Simultaneously, it is also important to tap the energy of the private providers of healthcare services in India. Some estimates suggest that by 2012, private sector comprised 80 percent of the healthcare providers in India as against 8 percent at the time of independence. Traditionally, the private and public healthcare sectors in India have viewed each other with mistrust, and to get them to work in tandem is not an easy task. Efforts need to be made towards building confidence and fostering cooperation. This is where the true advantage of IT lies. Technology is available to doctors in both the sectors and can be used for notifying, reporting and following up on medical cases.
Take the issue of Tuberculosis in India, which accounts for more than 25 percent of the new TB cases worldwide. This contagious airborne disease kills almost 2.4 lakh Indians every year and is among the top four causes of death in adults. The Revised National TB Control Program (RNTCP) provides mechanisms to ensure treatment adherence monitoring and support, but these currently reach patients treated by the public sector. Inappropriate, inadequate and unmonitored care could lead to treatment failure, recurrent TB, and most devastatingly the development of drug resistant TB. Hence, proper mechanisms for awareness and monitoring for all TB patients, whether publicly or privately-treated, become all the more important.
In 2012, RNTCP launched e-NIKSHAY, a case-based and web-based reporting and recording system that would act as a centralized avenue for data collection of TB cases; aiding state and local systems to track the progress of patients and keep all the stakeholders in the loop. Over the last 6 months, in the Mehsana, Mumbai and Patna pilot Urban-TB projects, such IT- based systems have helped issue over 10,000 drug vouchers for privately-treated TB patients, and linked those patients to improved treatment monitoring and support. Total TB case notification in these districts, including public and private, has improved significantly demonstrating its success and importance. Increased transparency and monitoring leads to better planning and accountability.
The main reason behind the success of any IT application is its user friendly attribute. It is time to reach out to private practitioners with easy-to-use applications that take minimum time, and yield maximum value to providers and their patients. The most basic yet powerful communication device, the mobile phone, which is used by over 70 percent of Indians, will help us penetrate in the remotest corners of the country. This device can help extensively in increasing the reporting of cases and keeping a close watch on patient who often skip medicine. The Union Government’s recent launch of an initiative to maintain an electronic treatment record of TB patients by encouraging them to send a missed call notification on a number printed behind the strip of the drug is a classic example of how reporting and follow up can be done without involving significant extra cost and effort. This will help the treatment provider to intervene at the right time in case the patient misses a dose.
Training and education in e-healthcare plays the most crucial role in the implementation of these projects. For this purpose the Indian Council of Medical Research has made an open access online bibliography and there are hospitals which have collaborated with universities to teach certificate courses in telemedicine.

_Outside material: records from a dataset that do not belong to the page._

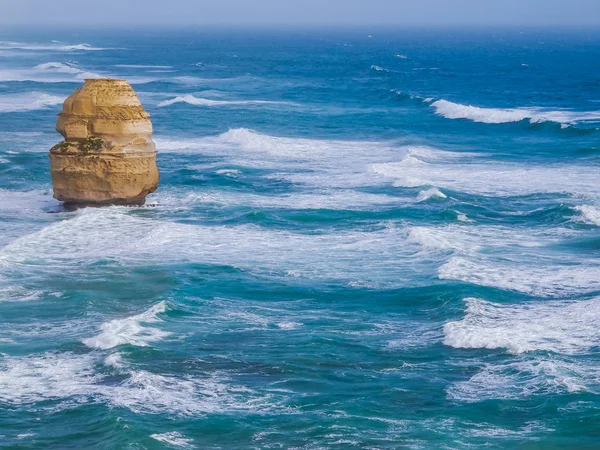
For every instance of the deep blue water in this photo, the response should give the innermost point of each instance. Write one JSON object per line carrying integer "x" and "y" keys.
{"x": 368, "y": 239}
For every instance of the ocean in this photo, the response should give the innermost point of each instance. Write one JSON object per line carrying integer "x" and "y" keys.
{"x": 378, "y": 239}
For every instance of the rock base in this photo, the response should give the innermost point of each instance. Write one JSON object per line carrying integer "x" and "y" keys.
{"x": 103, "y": 179}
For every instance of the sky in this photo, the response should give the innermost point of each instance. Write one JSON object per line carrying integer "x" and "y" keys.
{"x": 567, "y": 13}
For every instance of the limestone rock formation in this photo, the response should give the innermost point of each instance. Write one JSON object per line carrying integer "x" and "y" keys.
{"x": 108, "y": 156}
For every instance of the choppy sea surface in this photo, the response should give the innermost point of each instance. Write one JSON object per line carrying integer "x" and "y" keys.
{"x": 367, "y": 239}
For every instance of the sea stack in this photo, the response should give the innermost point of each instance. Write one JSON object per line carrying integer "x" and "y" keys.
{"x": 108, "y": 156}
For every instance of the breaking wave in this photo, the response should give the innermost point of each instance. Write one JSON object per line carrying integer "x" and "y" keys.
{"x": 54, "y": 46}
{"x": 130, "y": 330}
{"x": 28, "y": 101}
{"x": 198, "y": 101}
{"x": 452, "y": 110}
{"x": 567, "y": 327}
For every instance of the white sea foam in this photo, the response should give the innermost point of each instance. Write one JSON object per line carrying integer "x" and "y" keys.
{"x": 58, "y": 67}
{"x": 501, "y": 240}
{"x": 568, "y": 327}
{"x": 174, "y": 438}
{"x": 130, "y": 330}
{"x": 51, "y": 72}
{"x": 510, "y": 258}
{"x": 53, "y": 46}
{"x": 433, "y": 193}
{"x": 83, "y": 239}
{"x": 380, "y": 69}
{"x": 28, "y": 101}
{"x": 228, "y": 172}
{"x": 198, "y": 101}
{"x": 142, "y": 66}
{"x": 589, "y": 214}
{"x": 525, "y": 377}
{"x": 61, "y": 376}
{"x": 452, "y": 110}
{"x": 475, "y": 174}
{"x": 462, "y": 217}
{"x": 539, "y": 278}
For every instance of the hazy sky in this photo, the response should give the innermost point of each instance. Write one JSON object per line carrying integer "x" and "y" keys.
{"x": 302, "y": 12}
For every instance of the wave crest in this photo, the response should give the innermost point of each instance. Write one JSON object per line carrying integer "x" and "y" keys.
{"x": 451, "y": 110}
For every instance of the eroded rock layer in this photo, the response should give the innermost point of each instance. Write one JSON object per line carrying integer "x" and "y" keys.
{"x": 108, "y": 156}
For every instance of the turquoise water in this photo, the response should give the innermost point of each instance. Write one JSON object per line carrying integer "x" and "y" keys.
{"x": 367, "y": 239}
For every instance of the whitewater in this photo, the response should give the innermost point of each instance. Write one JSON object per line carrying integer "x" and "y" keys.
{"x": 360, "y": 240}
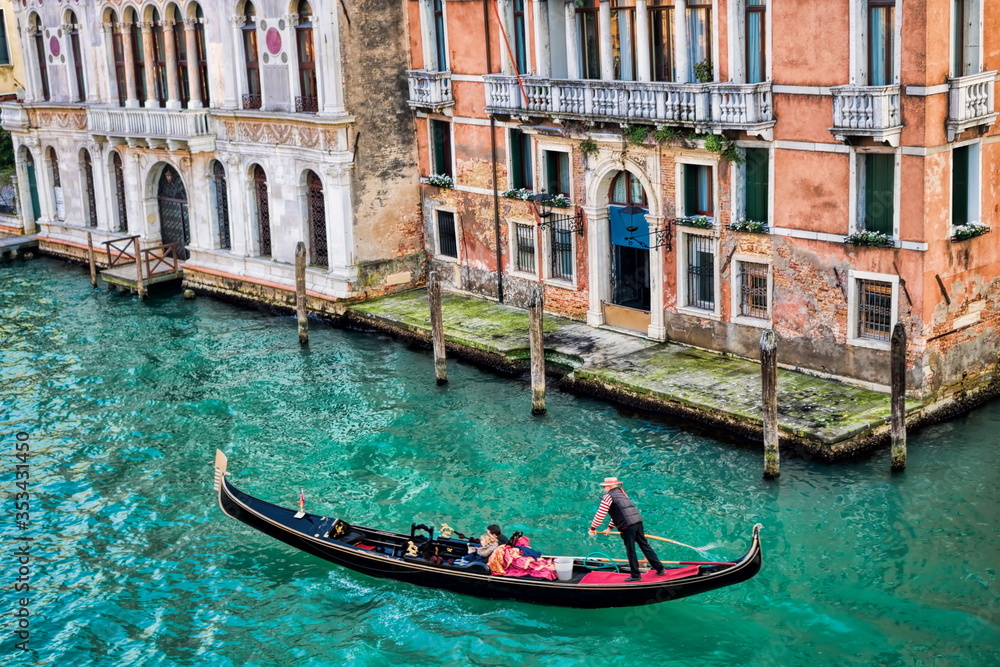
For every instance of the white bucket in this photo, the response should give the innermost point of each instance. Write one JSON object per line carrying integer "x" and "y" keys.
{"x": 564, "y": 568}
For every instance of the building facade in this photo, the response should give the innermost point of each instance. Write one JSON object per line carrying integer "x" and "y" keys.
{"x": 703, "y": 170}
{"x": 233, "y": 129}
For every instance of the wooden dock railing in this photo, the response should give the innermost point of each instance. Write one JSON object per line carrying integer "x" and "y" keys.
{"x": 161, "y": 260}
{"x": 121, "y": 251}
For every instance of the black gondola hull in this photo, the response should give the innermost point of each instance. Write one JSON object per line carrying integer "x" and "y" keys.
{"x": 308, "y": 534}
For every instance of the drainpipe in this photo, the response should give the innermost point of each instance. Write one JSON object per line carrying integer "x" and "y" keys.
{"x": 493, "y": 158}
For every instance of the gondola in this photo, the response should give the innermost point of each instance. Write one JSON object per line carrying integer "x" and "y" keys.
{"x": 408, "y": 558}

India is a leader in innovation, research and IT. It is important that this innovation potential and its resources are harnessed to combat India’s healthcare challenges. If we truly want to improve access to healthcare and sustain it, we need to scale up such innovative new practices by providing adequate resources and encouraging the appropriate skill-development. It’s time for us to move beyond working for IT and start making IT work for us.